Here is a screenshot of a user account. You can see it displays more information on one page. With ADUC you would have to click on multiple tabs to see these details.
Personally, it feels slow and clunky to me and I prefer using ADUC.
How to Download ADAC
Active Directory Administrative Center is included with the RSAT tools and does not need to be downloaded. Starting with Windows 10 October 2018 Update the RSAT tools are included with Windows. These tools are only supported on Windows Pro and Enterprise versions.
To install ADAC see the next section.
How to install ADAC on Windows Server
In this example, I will install Active Directory Administrative Center on Windows Server 2022. These same steps will also work on Windows Server 2016 and 2019.
Step 1. Open Server Manager
Click on start and then click the server manager icon.
Step 2. Click Add roles and features
From the server manager dashboard click on “Add roles and features”.
Click “Next” on the before you begin page.
Select “Role-based or featured-based-installation” and click “”Next”.
For the server selection make sure your local server is selected and click “”Next”.
On the server roles page, leave the settings at their defaults and click “Next”.
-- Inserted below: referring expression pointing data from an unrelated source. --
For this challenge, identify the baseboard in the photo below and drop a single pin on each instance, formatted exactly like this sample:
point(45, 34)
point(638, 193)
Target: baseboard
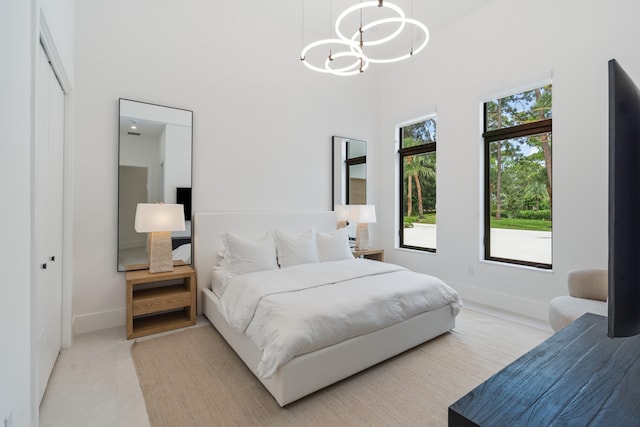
point(504, 302)
point(96, 321)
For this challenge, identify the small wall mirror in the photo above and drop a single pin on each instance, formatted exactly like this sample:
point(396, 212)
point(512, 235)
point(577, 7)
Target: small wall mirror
point(349, 169)
point(154, 165)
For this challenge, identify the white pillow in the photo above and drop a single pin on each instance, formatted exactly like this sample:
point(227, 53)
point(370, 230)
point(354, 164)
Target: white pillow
point(219, 280)
point(296, 249)
point(334, 246)
point(247, 256)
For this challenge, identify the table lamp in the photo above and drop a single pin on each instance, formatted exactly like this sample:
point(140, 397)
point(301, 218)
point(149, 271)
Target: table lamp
point(362, 215)
point(159, 220)
point(342, 215)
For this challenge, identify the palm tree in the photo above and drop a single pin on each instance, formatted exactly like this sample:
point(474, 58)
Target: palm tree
point(415, 167)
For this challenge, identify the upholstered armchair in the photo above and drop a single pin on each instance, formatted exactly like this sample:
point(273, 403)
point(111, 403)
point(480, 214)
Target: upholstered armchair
point(588, 290)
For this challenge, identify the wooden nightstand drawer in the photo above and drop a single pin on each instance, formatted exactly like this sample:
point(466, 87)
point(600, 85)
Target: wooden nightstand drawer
point(375, 254)
point(161, 299)
point(161, 308)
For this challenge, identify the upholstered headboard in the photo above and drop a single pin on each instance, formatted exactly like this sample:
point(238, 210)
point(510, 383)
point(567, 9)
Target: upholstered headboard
point(207, 227)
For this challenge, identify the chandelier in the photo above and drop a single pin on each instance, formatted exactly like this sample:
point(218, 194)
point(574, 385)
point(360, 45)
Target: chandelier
point(354, 44)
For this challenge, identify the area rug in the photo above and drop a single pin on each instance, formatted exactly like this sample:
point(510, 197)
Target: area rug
point(193, 378)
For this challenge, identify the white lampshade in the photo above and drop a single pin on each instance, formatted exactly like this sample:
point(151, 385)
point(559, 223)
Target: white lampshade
point(362, 214)
point(152, 217)
point(342, 212)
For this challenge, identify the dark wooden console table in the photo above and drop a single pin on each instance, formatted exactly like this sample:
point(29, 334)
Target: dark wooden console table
point(578, 377)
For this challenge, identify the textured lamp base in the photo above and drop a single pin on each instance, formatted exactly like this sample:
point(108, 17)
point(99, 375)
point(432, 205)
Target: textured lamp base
point(159, 249)
point(362, 236)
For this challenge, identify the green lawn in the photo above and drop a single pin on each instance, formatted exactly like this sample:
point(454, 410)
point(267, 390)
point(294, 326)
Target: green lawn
point(513, 224)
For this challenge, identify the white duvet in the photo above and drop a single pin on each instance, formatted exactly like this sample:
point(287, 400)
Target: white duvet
point(296, 310)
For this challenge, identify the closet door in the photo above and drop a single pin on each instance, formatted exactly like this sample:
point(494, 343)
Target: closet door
point(48, 219)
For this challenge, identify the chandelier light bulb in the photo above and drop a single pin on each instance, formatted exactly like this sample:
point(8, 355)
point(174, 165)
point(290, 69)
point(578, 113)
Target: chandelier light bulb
point(401, 57)
point(401, 18)
point(354, 45)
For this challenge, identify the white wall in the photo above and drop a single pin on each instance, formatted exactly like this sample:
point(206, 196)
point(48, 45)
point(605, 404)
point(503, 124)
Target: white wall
point(262, 121)
point(498, 48)
point(15, 226)
point(177, 160)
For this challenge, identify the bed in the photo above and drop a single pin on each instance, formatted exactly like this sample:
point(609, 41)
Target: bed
point(312, 370)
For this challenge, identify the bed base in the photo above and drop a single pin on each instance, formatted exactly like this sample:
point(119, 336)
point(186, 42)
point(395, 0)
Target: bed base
point(313, 371)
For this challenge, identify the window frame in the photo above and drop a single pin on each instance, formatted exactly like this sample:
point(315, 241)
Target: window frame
point(489, 136)
point(429, 147)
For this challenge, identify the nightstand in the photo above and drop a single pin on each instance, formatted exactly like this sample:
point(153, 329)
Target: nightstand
point(161, 308)
point(374, 254)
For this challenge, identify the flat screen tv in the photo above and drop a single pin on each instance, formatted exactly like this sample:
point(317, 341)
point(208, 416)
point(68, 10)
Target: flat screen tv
point(183, 197)
point(624, 204)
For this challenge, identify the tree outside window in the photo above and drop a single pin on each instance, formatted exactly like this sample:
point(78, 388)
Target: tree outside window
point(518, 178)
point(417, 157)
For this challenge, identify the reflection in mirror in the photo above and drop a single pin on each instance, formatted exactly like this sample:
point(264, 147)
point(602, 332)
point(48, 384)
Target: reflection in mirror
point(154, 166)
point(349, 171)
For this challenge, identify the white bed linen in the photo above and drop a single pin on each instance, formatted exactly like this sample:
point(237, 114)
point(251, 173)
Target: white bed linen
point(296, 310)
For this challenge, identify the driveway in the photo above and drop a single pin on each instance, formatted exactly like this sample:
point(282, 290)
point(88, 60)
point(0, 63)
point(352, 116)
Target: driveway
point(534, 246)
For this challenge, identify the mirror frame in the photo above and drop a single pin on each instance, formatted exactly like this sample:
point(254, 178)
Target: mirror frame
point(154, 115)
point(340, 169)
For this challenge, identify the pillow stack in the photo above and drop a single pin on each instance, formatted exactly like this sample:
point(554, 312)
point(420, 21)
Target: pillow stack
point(277, 249)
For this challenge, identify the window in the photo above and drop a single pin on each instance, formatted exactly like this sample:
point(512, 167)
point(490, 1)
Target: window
point(417, 156)
point(518, 184)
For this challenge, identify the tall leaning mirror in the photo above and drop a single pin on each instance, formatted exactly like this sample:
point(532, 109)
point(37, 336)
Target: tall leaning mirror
point(154, 165)
point(349, 171)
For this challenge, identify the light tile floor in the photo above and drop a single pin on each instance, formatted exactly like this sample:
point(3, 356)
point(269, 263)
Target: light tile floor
point(94, 382)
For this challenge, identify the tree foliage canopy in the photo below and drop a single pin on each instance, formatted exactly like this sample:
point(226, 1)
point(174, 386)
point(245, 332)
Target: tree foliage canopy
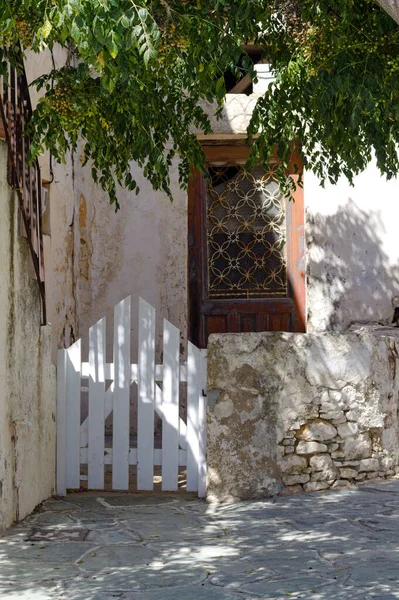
point(136, 71)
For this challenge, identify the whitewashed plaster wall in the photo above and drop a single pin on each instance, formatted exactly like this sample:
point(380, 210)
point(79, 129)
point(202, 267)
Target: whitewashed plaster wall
point(353, 250)
point(28, 386)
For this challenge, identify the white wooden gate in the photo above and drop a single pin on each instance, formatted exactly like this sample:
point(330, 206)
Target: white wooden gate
point(82, 442)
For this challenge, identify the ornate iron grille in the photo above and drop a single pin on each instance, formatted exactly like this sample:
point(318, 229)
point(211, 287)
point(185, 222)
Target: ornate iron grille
point(246, 233)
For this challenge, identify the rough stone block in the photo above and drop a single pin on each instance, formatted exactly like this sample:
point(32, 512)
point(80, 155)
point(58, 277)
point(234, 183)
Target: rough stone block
point(347, 429)
point(318, 431)
point(338, 454)
point(339, 420)
point(330, 475)
point(358, 446)
point(315, 486)
point(293, 464)
point(369, 464)
point(353, 415)
point(331, 374)
point(295, 479)
point(348, 473)
point(329, 415)
point(333, 447)
point(289, 490)
point(341, 483)
point(321, 462)
point(310, 448)
point(286, 442)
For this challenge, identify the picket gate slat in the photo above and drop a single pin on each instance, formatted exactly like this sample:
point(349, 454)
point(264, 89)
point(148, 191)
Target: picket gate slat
point(73, 378)
point(85, 444)
point(193, 381)
point(121, 405)
point(146, 397)
point(170, 405)
point(61, 424)
point(96, 437)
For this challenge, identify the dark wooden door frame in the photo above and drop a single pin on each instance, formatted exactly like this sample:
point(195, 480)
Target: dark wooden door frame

On the Select features page expand Remote Server Administration Tools, then expand Role Administration Tools and make sure AD DS Tools and AD LDS Tools are checked. Click “Next”.
On the confirmation page, review your selections and click “install”.
Step 3. Open ADAC
When the installation is complete you can access the Active Directory Administrative Center from the tools dropdown.
How to install Active Directory Administrative Center on Windows 10 or 11
To install ADAC on Windows 10 or 11 follow these steps:
1. Open Apps & Features and click on Optional Features
2. Click on add a feature
3. Type rsat and select RSAT: Active Directory Domain Services and Lightweight Directory Services Tools
4. Click install to start the installation.
When the installation is complete you can access ADAC from start -> Windows Administrative Tools.
Easily Management Active Directory Users with the AD Pro Toolkit
Both ADAC and ADUC are used to perform basic Active Directory administrative tasks. But they lack many features that administrators need such as automation, bulk updates, and reporting.
The AD Pro Toolkit simplifies AD Management by automating many administrative tasks, it also includes over 200 pre-built reports.
AD Pro Toolkit highlights:
- Bulk Import Users
- Bulk Update Users
- Easily export users to CSV or PDF
- Schedule automated reports
- Quickly find locked user accounts
- Bulk add or remove users from groups
- Audit password changes
Download AD Pro Toolkit and see how easy it is to management Active Directory.
Summary
In this article, I showed you how to install the Active Directory Administrative Center. I also showed you the new features it has compared to the Active Directory Users and Computers management console. For day to day stuff most Active Directory Administrators still use ADAC as simple things like unlocking accounts are not intuitive. It also feels very slow compared to ADUC and PowerShell. It does come in useful for things like recycle bin and fine grained password policies.